Keine Steuerprivilegien für Tierrechtler

Militante Tierrechtsorganisationen missbrauchen den Status der Gemeinnützigkeit, um Spenden einzuwerben und so Gewinne zu erzielen. Ihnen geht es nicht darum, das Wohl von Tieren zu verbessern. Sie dürfen nicht weiterhin in den Genuss der Gemeinnützigkeit kommen. Um dies zu erreichen, besteht Handlungsbedarf für die Politik.

 

Organisationen, die gegen Gesetze verstoßen oder zum Gesetzesverstoß aufrufen, können nach 

meinem Verständnis nicht gemeinnützig sein. Vielmehr legen sie die Axt an unseren Rechtsstaat: Auf 

Verdacht in Ställe einzudringen, in den allermeisten Fällen keine Verstöße festzustellen, trotzdem 

manipulative Filme zusammenzuschneiden und so unzählige Landwirte und ihre Familien zu 

diskreditieren, ist eine Privatisierung des Rechts mit massiven Kollateralschäden. Deshalb haben wir 

als FDP-Bundestagsfraktion im vergangenen Jahr einen Antrag mit dem Ziel in den Bundestag 

eingebracht, Organisationen, deren Repräsentanten Straftaten begehen oder dazu aufrufen, die 

Gemeinnützigkeit zu entziehen.

 

Die Anhörung von Experten zu unserem Antrag "Straftaten und Gemeinnützigkeit schließen sich aus" 

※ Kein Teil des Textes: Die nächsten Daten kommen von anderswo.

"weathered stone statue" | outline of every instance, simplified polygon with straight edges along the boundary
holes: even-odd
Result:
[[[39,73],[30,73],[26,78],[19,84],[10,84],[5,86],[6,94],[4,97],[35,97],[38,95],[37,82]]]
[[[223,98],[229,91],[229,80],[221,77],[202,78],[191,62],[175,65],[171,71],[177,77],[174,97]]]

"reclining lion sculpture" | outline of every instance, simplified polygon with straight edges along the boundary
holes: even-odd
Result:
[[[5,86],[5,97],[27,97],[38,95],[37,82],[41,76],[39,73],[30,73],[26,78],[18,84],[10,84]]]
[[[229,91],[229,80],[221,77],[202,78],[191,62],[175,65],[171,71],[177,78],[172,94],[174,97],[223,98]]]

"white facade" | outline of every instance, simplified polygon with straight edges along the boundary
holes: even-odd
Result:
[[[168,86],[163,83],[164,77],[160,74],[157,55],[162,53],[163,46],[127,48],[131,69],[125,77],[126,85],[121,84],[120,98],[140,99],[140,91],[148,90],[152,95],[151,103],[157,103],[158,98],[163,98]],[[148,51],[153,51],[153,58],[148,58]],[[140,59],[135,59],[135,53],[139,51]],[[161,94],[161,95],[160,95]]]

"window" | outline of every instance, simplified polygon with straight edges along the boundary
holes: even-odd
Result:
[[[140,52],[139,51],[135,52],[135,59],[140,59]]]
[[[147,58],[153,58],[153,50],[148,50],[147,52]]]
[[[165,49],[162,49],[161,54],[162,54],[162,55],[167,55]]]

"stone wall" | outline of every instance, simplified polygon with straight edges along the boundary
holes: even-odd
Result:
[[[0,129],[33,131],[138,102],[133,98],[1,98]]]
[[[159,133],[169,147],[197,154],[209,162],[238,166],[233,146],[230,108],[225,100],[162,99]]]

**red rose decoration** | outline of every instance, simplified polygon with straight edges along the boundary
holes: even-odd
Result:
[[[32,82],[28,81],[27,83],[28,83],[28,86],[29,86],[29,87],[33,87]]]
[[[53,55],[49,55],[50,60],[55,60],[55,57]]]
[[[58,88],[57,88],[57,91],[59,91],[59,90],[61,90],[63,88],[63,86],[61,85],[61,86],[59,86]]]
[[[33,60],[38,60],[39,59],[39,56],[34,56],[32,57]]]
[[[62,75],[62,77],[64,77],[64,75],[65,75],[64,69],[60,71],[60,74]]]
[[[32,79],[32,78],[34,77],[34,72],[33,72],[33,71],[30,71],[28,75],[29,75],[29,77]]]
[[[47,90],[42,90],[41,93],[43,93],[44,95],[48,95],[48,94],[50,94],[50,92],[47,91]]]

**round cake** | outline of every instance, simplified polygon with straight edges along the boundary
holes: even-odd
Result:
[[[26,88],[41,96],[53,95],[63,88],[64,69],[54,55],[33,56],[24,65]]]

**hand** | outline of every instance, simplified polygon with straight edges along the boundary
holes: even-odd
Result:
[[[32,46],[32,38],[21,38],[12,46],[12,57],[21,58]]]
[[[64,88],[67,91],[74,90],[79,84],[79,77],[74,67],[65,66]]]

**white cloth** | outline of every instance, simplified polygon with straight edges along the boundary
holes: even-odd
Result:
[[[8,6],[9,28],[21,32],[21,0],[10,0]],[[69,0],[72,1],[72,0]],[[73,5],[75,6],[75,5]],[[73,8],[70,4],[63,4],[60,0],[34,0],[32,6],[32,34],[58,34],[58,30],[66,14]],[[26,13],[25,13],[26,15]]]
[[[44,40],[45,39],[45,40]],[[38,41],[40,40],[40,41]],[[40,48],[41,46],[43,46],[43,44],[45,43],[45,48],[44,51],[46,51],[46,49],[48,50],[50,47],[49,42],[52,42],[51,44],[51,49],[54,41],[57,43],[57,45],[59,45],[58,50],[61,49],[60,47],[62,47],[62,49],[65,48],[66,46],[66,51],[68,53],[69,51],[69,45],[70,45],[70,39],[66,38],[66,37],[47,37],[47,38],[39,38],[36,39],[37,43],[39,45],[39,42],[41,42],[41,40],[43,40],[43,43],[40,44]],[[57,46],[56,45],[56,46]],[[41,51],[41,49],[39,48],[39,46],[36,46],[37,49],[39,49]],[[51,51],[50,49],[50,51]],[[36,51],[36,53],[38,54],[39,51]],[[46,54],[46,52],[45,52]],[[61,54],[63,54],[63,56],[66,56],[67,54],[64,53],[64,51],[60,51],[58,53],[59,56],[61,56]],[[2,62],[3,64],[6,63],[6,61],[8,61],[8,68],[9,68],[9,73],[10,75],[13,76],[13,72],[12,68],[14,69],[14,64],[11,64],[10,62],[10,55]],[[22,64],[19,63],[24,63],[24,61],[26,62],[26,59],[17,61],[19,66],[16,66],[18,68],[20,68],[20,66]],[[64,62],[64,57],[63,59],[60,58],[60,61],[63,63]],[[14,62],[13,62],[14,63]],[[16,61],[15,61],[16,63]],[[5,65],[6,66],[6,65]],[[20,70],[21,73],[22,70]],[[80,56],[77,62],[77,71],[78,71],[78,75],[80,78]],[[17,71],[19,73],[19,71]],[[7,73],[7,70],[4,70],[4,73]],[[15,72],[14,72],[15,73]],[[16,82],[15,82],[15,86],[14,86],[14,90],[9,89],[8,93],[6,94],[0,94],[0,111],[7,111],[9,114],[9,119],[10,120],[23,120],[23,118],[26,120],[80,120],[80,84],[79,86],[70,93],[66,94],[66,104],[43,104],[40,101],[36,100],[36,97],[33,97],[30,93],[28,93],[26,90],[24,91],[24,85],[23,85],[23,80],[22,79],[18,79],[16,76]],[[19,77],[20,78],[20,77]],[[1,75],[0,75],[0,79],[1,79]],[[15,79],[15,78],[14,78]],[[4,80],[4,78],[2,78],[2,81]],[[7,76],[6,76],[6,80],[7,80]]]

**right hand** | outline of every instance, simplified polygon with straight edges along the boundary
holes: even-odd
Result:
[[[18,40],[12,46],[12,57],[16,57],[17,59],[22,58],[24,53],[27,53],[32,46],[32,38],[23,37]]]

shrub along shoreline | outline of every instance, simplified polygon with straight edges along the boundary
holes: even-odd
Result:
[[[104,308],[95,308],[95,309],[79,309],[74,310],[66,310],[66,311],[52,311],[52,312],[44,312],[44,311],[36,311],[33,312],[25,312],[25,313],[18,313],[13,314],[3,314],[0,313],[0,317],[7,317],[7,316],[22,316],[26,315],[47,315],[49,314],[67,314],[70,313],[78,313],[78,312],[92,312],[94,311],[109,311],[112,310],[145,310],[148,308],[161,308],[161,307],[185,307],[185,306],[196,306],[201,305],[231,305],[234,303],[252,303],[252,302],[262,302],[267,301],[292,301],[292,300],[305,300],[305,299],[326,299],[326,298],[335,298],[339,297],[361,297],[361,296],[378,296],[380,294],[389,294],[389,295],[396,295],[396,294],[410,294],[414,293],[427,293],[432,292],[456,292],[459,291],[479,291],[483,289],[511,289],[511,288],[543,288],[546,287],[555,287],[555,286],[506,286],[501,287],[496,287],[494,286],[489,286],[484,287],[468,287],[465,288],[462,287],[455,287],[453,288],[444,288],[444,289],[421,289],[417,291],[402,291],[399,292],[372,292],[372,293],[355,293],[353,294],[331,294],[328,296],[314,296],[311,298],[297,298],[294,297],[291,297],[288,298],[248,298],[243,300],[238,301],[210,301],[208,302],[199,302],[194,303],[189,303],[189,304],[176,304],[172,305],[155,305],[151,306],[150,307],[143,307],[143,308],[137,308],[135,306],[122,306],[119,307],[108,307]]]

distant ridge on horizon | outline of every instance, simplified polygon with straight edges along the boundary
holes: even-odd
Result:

im Finanzausschuss des Bundestages war ein wichtiger Schritt in die richtige Richtung, weil folgende 

Erkenntnis von den Experten bestätigt wurde: Für Organisationen wie PETA Deutschland, die sich 

ausdrücklich nicht als Tierschutz-, sondern als Tierrechtsorganisation bezeichnen, ist aufgrund der 

aktuellen Regelung, die lediglich für Tierschutzorganisationen die Zuerkennung der Gemeinnützigkeit 

benennt, eigentlich schon jetzt keine Grundlage für die Anerkennung der Gemeinnützigkeit gegeben.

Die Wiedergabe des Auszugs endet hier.